At least two masked gunmen apparently armed with AK-47 or similar weapons opened fire inside the offices and killed several journalists, the receptionist and a visiting economist. Nearly a dozen others were wounded. A policeman assigned to guard the building was also shot and killed in what appears to be a planned and coordinated attack. The gunmen were heard to shout "Allahu Akbar" ("God is great") during the assault.
They sped from the scene in a black Cirtroen vehicle, and encountered at least two police patrols where they exchanged gunfire. After colliding with another vehicle, they abandoned their car and fled near Porte de Pantin. Their whereabouts are unknown as of 2:30 pm EST.

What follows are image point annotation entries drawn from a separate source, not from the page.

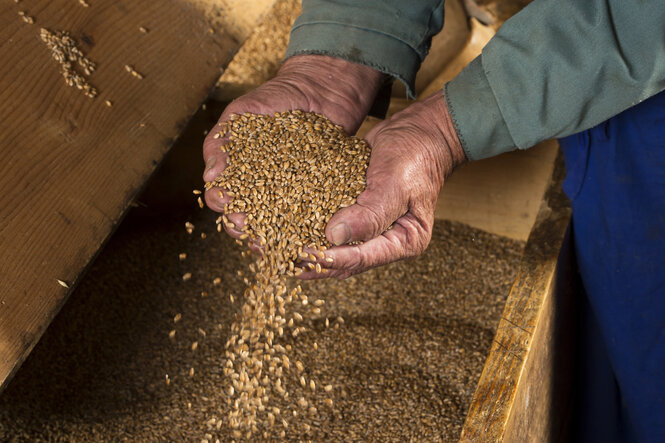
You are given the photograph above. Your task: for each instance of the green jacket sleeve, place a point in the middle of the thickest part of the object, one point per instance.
(392, 36)
(557, 68)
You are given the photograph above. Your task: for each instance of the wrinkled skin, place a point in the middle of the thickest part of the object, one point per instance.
(340, 90)
(412, 154)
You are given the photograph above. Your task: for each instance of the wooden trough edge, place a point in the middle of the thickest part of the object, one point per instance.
(524, 390)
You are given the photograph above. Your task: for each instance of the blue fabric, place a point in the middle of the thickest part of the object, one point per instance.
(616, 183)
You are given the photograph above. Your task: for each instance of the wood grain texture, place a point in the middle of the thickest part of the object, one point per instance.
(543, 403)
(501, 195)
(526, 323)
(445, 47)
(71, 165)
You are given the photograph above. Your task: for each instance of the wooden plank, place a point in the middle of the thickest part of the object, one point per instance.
(445, 47)
(541, 410)
(238, 18)
(501, 195)
(526, 322)
(71, 165)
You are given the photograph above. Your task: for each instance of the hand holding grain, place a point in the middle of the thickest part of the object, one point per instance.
(341, 90)
(412, 153)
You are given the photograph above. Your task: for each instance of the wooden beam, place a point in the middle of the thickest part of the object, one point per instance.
(72, 165)
(501, 195)
(518, 382)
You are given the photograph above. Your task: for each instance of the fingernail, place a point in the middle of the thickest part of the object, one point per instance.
(340, 234)
(210, 163)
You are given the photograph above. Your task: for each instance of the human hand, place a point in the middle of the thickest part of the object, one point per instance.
(412, 154)
(340, 90)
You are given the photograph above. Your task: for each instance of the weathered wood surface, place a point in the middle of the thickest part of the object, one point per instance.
(446, 47)
(501, 195)
(518, 397)
(543, 402)
(71, 165)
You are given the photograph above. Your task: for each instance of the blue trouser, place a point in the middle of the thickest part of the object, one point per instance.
(616, 183)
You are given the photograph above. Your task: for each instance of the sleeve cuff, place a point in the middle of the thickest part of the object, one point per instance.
(480, 126)
(370, 48)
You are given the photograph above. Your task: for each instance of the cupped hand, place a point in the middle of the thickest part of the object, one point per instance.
(340, 90)
(412, 154)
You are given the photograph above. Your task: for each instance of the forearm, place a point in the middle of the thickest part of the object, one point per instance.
(557, 68)
(354, 85)
(390, 36)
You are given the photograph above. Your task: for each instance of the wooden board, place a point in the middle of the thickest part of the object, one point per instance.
(71, 165)
(520, 395)
(445, 47)
(501, 195)
(237, 18)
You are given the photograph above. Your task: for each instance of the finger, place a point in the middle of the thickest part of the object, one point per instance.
(408, 238)
(375, 210)
(216, 198)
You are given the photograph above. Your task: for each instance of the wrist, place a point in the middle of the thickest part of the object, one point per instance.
(331, 81)
(446, 127)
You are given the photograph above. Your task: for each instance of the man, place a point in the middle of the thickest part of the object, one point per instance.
(589, 72)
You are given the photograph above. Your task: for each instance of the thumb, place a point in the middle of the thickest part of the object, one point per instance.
(374, 211)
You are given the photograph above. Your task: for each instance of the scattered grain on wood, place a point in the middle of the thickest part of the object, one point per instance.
(66, 52)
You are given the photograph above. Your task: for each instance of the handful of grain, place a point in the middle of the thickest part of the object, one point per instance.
(289, 173)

This event differs from recent "lone-wolf" or spontaneous attacks in several ways. It was an assassination to be sure, but one that played out in a very public way. In the age of camera phones and constant CCTV surveillance, they knew their images would be broadcast for all to see.
It is quite likely that the assailants received military-style training either overseas in places like Iraq/Syria/Afghanistan, or by trainers with that kind of experience. They were also well-equipped with weapons and ammunition, and their selection of targets and the taking out of the policeman indicate the building had been under surveillance. They also had an escape plan and took pains to leave little evidence. This type of operation also requires adequate funding.
While no direct link to ISIS or AQ has been made, we are clearly witnessing the evolution of new terrorism tactics - more refined than Mumbai in 2008, and a move away from the bombing attempts which have had limited success since Madrid 2004. Drive-by shootings were a common tactic among militants in Iraq over the last decade.
As these shooting attacks happen with more precision and speed, having a response plan becomes even more imperative for both potential targets and the authorities.